Türk halkı kendisinin şarklı kültür içinde ticarete çok yatkın olmadığını, özellikle bir kapitalistler zümresinin oluşmama sebeplerini iktisat tarihçilerinden daha iyi anlatmıştır. Batılıların iktisadî-ticarî anlayışını “mal bulmuş Mağribî gibi saldırmak” benzetmesinde özetlemişlerdir. Doğu halklarının atıl iktisat anlayışı için ise, yarı felsefî ve tasavvufî olan bu esnaf ahlâkını anlatmak amacıyla, servetin ve nasibin peşinde “mal bulmuş Mağribîler” gibi koşmak yerine, “Nasibimse gelir, Hind’den Yemen’den/ Nasibim değilse ne gelir elden” diyerek pısırık ve atıl bir ekonomi anlayışı sergilediğini göstermiştir. Ancak coğrafî keşifler öncesinde İpek ve Baharat Yolu gibi eski dünyanın kervan yollarının Ortadoğu’nun gelişmişliğine ne kadar olumlu katkı sağladığını anladıklarını da belli etmiştir. Başka bir Türk atasözü de “Zenginlik bir köpektir, ne zaman kimin kapısında üreceği bilinmez” derken aslında çok şey anlatmaktadır. Zenginliğe hem negatif bir anlam ve mahiyet yüklenirken, hem de çalışmakla kazanılmayan, tesadüflerle veya insanın pasif olduğu bir kadercilik algısıyla açıklandığı, ya Hind’den Yemen’den tesadüfen birilerinin kapısına gelen veya “mirî” kaynaklı bir durum olarak sunuluyor. Açıkçası burada Ülgener’in sözünü ettiği “iktisat ötesi” bir dünya görüşü ile karşı karşıya kaldığımızı anlıyoruz. Zenginlik hem olumsuz bir haldir, hem de çalışmakla kazanılmayan bir nesnedir. Türk iktisat tarihi ve iktisadî çöküşünün açıklanması herhalde bu zihniyetlerin çok iyi tahlili ile daha mükemmel yapılabilecektir.
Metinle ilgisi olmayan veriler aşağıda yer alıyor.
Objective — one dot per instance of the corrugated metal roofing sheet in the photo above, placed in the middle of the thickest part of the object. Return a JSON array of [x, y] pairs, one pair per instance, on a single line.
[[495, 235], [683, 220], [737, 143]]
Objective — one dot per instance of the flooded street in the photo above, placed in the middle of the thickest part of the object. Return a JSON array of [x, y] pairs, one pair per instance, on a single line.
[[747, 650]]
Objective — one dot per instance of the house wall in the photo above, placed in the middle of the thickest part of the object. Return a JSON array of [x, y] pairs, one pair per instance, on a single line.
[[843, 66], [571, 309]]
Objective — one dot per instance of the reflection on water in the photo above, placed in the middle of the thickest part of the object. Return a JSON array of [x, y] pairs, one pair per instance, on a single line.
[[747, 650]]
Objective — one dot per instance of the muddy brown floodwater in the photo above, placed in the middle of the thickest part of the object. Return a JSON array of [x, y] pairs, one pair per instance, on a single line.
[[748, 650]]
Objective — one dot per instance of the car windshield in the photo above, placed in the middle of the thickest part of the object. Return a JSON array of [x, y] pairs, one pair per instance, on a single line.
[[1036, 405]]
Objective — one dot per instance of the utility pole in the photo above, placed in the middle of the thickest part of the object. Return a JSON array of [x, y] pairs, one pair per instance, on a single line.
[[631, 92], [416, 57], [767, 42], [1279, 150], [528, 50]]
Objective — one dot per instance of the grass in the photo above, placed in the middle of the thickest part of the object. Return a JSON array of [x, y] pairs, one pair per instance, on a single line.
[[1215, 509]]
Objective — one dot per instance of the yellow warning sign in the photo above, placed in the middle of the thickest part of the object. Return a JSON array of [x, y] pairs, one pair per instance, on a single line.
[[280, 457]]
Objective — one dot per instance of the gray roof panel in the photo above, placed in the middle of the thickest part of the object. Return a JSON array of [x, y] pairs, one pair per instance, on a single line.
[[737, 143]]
Bir başka ticaret tarihi örneği de “Dimyat’a pirince giderken evdeki bulgurdan olmak“tır. Dimyat’ın coğrafi konumu bu sözün anlamını iyice açıklamamıza yardımcı olmaktadır. Nil deltasında bulunan bu şehrin coğrafî keşiflerden önceki dünya ticaret yollarının Ortadoğu’dan geçtiği dönemdeki önemli transit ticaret merkezlerinden ve pirinç pazarlarından biri olduğunu bu sözden anlıyoruz. Ancak bu söz bize ikinci bir şeyi de öğretmektedir; coğrafî keşiflerden sonra Dimyat ticarî konumunu yitirmiş, oraya pirince gidenler elleri boş olarak dönmüşlerdir. Dilimizdeki diğer bir deyim de coğrafi keşiflerden sonra Asya’daki kara ticaret yollarının nasıl tenhalaştığını, insanların ne kadar fakirleştiğini anlatan en güzel örneklerden sayılmalıdır: “Kuş konmaz kervan geçmez“.
Türklerin iktisat anlayışını Ülgenerci mantıkla açıklayacak bir deyim de çevresini şaşırtacak kadar hızla zenginleşenler için uydurulan “Tanrı yürü ya kulum demiş” ifadesidir. Burada, her zaman gördüğümüz, bireyi edilgenleştiren ve biraz da yok sayan, her şeyi Allaha ve devlete havale eden tarih ve toplum felsefemiz karşımıza çıkmaktadır. Fenafillâha ve fenafiddevleye uğramış zihniyetin ekonomi anlayışına göre insan “çalışmış da zengin olmuş” diye anılmaz. Allah ya “yürü kulum” demiş olmalı veya kişi “mirîden mal”ı götürmüş olmalı. “Çaldımsa da miri malı çaldım” ve benzeri sözlerimiz bu kabil tarihi hastalıklarımızın dilimizde ve folklorumuzdaki belirtileridir. Burada görüldüğü gibi bizim kültür dünyamızda servet sistemli ve ısrarlı bir meslekî çalışma ve zahmet (alın teri) ile kazanılan meşru bir değer olarak algılanmayabiliyor. Servetin kaynağı belirsizdir, kişi bu noktada atıl vaziyettedir. Servet ya Tanrı vergisidir veya devletlü taifesinin ihsanıdır. Bundan dolayı kimin kapısına ne zaman uğrayacağı meçhuldür.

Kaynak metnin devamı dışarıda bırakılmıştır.